The guests had gone their way, shaking hands in the hall, Captain Poache staggering, his wife seeming less vexed than she had been, Mr Linderfoot saying he’d like to come again, the Clingers quarrelling. Mrs Hoop and her friends had gone off also, the three of them in a taxi, since that had seemed the best way. The house had been silent then, for James had not spoken, nor had she. James had sat down and she had stood with an unlighted cigarette between her fingers, and James had fallen asleep.
Eve felt a headache beginning to thump behind her brow. She lit and smoked the cigarette, which made her headache worse. James slept in his chair, his mouth slightly open, his body full of brandy.

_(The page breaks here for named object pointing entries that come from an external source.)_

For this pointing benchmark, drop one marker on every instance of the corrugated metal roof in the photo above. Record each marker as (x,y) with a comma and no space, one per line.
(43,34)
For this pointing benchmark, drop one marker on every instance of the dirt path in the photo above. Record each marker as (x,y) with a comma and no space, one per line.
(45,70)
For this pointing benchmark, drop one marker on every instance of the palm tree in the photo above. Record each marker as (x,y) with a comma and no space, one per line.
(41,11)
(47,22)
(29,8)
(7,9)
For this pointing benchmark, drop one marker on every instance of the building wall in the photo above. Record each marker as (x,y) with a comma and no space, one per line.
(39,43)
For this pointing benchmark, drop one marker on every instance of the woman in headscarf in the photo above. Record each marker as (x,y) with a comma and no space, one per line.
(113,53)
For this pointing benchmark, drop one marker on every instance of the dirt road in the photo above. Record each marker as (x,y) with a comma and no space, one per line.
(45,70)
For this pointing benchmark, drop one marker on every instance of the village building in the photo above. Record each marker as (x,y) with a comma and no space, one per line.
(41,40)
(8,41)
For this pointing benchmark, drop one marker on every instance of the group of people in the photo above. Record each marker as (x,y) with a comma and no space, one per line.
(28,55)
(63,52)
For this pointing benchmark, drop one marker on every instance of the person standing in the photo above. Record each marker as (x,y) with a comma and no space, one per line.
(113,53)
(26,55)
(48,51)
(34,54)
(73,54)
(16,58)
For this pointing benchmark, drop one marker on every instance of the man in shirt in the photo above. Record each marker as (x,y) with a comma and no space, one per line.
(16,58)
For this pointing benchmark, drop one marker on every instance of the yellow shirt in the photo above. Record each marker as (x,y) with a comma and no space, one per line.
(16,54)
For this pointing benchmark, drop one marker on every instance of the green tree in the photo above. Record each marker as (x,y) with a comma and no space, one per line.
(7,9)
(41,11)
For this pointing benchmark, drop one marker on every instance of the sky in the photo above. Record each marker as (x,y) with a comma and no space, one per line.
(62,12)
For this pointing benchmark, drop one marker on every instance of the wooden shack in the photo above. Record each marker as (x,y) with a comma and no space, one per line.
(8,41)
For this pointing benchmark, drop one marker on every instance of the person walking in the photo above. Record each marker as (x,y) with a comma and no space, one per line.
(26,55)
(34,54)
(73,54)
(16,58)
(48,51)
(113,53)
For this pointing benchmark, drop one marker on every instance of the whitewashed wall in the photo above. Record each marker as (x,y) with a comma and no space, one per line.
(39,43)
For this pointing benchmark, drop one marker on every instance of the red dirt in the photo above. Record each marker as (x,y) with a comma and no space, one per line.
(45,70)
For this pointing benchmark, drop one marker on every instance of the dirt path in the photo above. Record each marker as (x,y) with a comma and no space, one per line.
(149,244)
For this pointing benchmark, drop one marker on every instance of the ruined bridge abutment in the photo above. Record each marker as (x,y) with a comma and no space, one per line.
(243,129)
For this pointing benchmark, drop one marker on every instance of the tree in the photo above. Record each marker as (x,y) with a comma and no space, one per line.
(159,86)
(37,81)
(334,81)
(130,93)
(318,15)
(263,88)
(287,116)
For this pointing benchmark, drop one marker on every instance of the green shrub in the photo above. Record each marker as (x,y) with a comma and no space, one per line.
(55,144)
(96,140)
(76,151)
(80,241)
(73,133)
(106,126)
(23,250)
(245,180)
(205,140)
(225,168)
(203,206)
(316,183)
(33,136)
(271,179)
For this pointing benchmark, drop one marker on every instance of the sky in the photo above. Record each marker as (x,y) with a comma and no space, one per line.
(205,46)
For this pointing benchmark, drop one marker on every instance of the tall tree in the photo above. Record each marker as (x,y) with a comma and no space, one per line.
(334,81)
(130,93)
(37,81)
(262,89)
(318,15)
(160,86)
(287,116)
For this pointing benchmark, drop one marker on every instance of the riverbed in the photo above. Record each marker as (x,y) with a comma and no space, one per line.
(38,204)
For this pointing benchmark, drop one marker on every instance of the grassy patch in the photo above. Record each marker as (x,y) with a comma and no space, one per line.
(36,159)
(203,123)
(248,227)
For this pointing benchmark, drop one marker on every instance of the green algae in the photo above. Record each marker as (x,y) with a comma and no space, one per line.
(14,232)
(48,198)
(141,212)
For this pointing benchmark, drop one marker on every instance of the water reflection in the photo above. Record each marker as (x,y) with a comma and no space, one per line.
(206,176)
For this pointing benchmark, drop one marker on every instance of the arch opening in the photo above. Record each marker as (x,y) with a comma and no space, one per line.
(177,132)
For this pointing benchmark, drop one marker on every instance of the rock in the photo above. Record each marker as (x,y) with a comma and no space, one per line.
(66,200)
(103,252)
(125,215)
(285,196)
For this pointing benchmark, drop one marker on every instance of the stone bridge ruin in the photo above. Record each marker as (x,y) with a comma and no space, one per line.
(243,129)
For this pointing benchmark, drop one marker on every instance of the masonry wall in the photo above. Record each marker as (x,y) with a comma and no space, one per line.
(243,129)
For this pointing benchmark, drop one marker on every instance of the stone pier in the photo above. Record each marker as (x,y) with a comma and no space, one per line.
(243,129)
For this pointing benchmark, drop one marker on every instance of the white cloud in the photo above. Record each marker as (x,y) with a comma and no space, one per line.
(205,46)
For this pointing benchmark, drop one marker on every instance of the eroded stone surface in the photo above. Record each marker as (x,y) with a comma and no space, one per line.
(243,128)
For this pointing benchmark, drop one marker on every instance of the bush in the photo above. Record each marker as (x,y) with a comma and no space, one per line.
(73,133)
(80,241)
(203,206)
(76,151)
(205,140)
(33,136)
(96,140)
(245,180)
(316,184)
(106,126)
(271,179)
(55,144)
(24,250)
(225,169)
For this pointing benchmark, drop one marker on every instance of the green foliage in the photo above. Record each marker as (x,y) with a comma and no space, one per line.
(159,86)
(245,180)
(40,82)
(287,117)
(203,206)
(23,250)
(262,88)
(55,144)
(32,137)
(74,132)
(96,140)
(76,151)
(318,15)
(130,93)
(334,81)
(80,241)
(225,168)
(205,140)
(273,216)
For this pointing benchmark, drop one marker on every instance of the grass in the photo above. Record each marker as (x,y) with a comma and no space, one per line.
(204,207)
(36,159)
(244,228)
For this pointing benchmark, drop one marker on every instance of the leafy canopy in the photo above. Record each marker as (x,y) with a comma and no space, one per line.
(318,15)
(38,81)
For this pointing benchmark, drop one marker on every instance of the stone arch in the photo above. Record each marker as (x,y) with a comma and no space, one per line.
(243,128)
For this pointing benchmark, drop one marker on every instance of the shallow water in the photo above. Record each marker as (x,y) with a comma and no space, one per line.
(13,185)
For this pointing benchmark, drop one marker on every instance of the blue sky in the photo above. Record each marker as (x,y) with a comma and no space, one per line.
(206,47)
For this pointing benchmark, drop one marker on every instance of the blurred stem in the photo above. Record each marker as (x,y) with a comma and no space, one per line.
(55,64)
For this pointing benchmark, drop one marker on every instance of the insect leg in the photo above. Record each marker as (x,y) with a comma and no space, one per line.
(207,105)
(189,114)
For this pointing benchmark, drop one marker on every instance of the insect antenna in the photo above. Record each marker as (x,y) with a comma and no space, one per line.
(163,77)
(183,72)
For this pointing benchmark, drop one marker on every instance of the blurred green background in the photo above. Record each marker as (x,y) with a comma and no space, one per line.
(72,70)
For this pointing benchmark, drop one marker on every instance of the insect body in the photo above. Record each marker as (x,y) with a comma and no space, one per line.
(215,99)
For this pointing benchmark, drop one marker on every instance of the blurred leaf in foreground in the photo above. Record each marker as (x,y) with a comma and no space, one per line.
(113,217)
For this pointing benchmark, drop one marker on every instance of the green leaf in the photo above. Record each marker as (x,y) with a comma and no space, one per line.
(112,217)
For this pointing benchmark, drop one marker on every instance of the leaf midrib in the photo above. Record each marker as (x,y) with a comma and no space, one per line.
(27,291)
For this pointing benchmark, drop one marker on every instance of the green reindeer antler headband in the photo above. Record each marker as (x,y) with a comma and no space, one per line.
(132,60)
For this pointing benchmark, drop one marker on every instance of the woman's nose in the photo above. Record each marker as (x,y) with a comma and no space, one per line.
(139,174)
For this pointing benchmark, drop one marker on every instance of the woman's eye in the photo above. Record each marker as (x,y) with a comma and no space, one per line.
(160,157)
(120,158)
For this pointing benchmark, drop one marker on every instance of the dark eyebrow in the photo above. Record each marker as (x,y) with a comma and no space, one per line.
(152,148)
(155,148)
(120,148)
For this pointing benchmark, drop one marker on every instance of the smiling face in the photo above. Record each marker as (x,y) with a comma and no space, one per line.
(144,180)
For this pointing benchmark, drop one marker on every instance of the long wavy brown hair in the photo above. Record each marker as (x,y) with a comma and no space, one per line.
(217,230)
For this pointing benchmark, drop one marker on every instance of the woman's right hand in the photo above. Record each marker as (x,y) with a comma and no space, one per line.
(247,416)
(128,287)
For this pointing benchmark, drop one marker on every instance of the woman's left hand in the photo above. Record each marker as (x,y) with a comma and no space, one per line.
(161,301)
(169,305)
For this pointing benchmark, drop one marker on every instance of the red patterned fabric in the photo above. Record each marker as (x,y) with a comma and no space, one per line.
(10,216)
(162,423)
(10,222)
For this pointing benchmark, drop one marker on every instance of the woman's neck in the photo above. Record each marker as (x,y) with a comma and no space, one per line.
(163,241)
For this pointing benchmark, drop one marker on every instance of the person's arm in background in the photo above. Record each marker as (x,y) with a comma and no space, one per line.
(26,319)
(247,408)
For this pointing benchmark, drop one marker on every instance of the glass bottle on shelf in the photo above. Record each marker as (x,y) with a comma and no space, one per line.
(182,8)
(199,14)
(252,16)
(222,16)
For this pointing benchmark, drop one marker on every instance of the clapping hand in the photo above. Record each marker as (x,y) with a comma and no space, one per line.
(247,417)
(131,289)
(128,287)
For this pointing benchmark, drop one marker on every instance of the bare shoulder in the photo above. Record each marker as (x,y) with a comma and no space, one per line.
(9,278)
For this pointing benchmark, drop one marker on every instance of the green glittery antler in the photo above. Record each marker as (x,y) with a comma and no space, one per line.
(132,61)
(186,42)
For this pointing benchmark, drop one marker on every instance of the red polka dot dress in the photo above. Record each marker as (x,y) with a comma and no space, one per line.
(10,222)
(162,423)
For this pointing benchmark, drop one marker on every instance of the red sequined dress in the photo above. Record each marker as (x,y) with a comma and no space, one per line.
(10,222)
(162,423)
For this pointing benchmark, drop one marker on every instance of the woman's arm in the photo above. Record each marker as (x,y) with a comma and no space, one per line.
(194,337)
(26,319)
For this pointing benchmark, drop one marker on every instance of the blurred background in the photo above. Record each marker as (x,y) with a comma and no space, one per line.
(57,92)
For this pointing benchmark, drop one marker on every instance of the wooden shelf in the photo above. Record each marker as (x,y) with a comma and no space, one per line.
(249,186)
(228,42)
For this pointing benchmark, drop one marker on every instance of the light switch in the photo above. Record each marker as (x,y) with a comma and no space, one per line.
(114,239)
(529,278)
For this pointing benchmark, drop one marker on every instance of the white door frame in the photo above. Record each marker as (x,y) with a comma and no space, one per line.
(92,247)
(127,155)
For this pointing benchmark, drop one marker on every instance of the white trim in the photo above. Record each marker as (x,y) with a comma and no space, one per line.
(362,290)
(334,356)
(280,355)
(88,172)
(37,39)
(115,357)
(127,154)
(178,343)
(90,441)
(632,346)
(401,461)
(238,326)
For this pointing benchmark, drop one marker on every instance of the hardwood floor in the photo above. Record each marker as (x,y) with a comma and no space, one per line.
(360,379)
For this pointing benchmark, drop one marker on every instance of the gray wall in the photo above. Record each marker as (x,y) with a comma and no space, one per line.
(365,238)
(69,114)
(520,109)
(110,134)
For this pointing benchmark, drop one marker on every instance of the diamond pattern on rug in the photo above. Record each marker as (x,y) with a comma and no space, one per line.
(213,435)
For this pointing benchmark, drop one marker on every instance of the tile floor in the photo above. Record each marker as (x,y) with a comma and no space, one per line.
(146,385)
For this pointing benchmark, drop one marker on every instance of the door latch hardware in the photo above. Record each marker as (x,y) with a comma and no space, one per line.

One by one, the scenes passed before her: moments of her marriage day, for she continued in her obsession about it and she knew the day well. She stood about, and walked and spoke; she was there in white, saying the right thing, moving among people: the scenes were like parts of a slow film. Would she, she wondered, take to a sofa like Mrs Linderfoot, when the children had grown up and gone? Would she lie there and dream all afternoon of the distant past, of a man she had married on a sunny day? What did Mrs Linderfoot think about? Or Mrs Clinger, come to that? Or Mrs Poache?